Micro-business (those companies with less than 10 employees) will be subject to the same regulations in 2027, and we are already working with customers to prepare ahead of time. Today, 26% of the sites we service in England use only a general waste collection service with Biffa, with only 25% of sites taking food waste collection. While some may use other providers for those services, it’s not something we see on the ground. The consensus across the waste sector is that there is a widespread compliancy issue.
If Simpler Recycling, working within an established system, has been challenging – then urgent alignment and planning is needed for the more complex reforms ahead, including the Deposit Return Scheme (DRS), plastic film collection through Simpler Recycling and the Emissions Trading Scheme (ETS). As a sector, working with regulators, we must be realistic about the pressures on operations and the supply chain.
What challenges have we faced delivering Simpler Recycling?
Delivering Simpler Recycling has exposed the limits of late customer engagement. Communications could not begin until exemption details were confirmed in November, leaving little time to act. Distinguishing between business with more than 10 employees and those with less than 10 employees was difficult, as datasets did not include full-time equivalent counts, so outreach went to all customers. Even with proactive comms and webinars, many businesses delayed orders until close to go-live, forcing near-continuous messaging to drive response.
As a consequence, demand landed all at once. Container orders, operating model changes and shifts in collected materials coincided, putting pressure on operators. Suppliers with limited operational flexibility, such as food waste specialists Keenan’s, acquired by Biffa in 2024, were hit particularly hard by the sudden surge in demand.
Supply chain constraints remain a critical challenge. Container lead times have improved from 10 weeks to 3-6 weeks, but new trucks still take between 9–15 months depending on specification. This means that any new trucks needed for Simpler Recycling for households will need to be ordered sometime between January and June 2025. This is not a criticism of the supply chain, who have responded to the demand. Deployment has been rapid, with nearly 115,000 containers rolled out in the last six months.

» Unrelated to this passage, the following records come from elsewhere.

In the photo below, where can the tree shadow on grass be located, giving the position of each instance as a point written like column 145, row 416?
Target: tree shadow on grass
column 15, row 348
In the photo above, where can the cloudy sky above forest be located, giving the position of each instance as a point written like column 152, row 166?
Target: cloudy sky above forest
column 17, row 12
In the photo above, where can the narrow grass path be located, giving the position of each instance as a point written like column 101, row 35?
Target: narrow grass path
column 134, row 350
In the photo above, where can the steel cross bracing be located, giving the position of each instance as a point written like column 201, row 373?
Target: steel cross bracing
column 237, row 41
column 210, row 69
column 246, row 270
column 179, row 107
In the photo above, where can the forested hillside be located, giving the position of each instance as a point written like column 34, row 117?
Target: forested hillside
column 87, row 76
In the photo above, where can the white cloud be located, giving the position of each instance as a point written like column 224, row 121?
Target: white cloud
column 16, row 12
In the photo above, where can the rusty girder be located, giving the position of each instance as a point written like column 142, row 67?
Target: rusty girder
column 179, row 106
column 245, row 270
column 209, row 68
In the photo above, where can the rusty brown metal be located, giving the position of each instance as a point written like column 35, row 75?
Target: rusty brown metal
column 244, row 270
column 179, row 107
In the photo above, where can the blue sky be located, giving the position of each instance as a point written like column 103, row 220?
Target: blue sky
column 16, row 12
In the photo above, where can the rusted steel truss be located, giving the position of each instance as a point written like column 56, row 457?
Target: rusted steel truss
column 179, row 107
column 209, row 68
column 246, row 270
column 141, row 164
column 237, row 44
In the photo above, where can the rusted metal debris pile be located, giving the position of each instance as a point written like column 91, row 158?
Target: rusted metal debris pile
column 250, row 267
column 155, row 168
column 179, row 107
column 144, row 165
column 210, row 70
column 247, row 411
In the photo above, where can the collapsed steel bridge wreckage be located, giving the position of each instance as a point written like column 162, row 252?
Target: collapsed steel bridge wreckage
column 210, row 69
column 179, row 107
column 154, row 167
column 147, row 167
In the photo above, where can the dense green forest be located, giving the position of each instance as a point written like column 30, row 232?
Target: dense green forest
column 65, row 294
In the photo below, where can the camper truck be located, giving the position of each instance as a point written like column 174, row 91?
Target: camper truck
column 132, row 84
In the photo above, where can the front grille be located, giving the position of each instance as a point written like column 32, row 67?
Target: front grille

Simpler Recycling is demonstrating the huge opportunity inherent within the reforms to the waste sector. Year on year there has been a net growth of 32% in food waste volumes we have collected from our customers. This not only had an economic impact throughout the supply chain – it has meant tens of thousands of metric tonnes of organic material that could well have been going into general waste for disposal. This is just Biffa food collections; nationwide the impact will have been far greater. And this is just the beginning. This sector is positioned to be a key driver of economic growth and mitigator of environmental impact in coming years, if we can get the roll-out of the Resources and Waste Strategy right.
There is more change coming in the next 24 months, with DRS, the next phases of Simpler Recycling inclusive of plastic films, and packaging Extended Producer Responsibility (pEPR), all of which precede ETS; potentially the most transformative policy to ever impact our sector.
Here are the three things we must do to ensure these regulations have the intended impact:
Deliver on time
Defra must deliver the reforms as planned and on schedule, with no slippage. The sector and supply chain can respond to the opportunity however we need clear planning and realistic timeframes. The waste sector was consulted by regulators to create the Resources and Waste Strategy, and we all agree this needs to happen, so let’s make it happen.
Recognise interdependencies
The policies in the Resources and Waste Strategy were designed to work together. We cannot plan for individual policies; each component part needs to have the intended consequences to connect with the next phase. For example, pEPR, DRS and Plastic Packaging Tax (PPT) are designed to stimulate demand for recyclable plastics and remove plastics from residual waste before ETS kicks in. If the policies do not have the intended consequence within the timeline, there are risks of rising costs and wasting of valuable resource.
Collaborate, collaborate, collaborate
Success depends on coordinated collaboration across government and regulators, industry and waste producers. Collaboration will give us to best chance to measure, iterate and improve policies to ensure they deliver on objectives. The responsibility is not solely with the regulator and policies, it’s not all about people and behaviour change, it’s not all about investment – all of these things need to happen.
In this spirit, it was amazing being part of the discussion on the Simpler Recycling panel at ESS Expo – let’s keep connecting on the operational reality and work together to seize the opportunity the shifting regulatory landscape presents.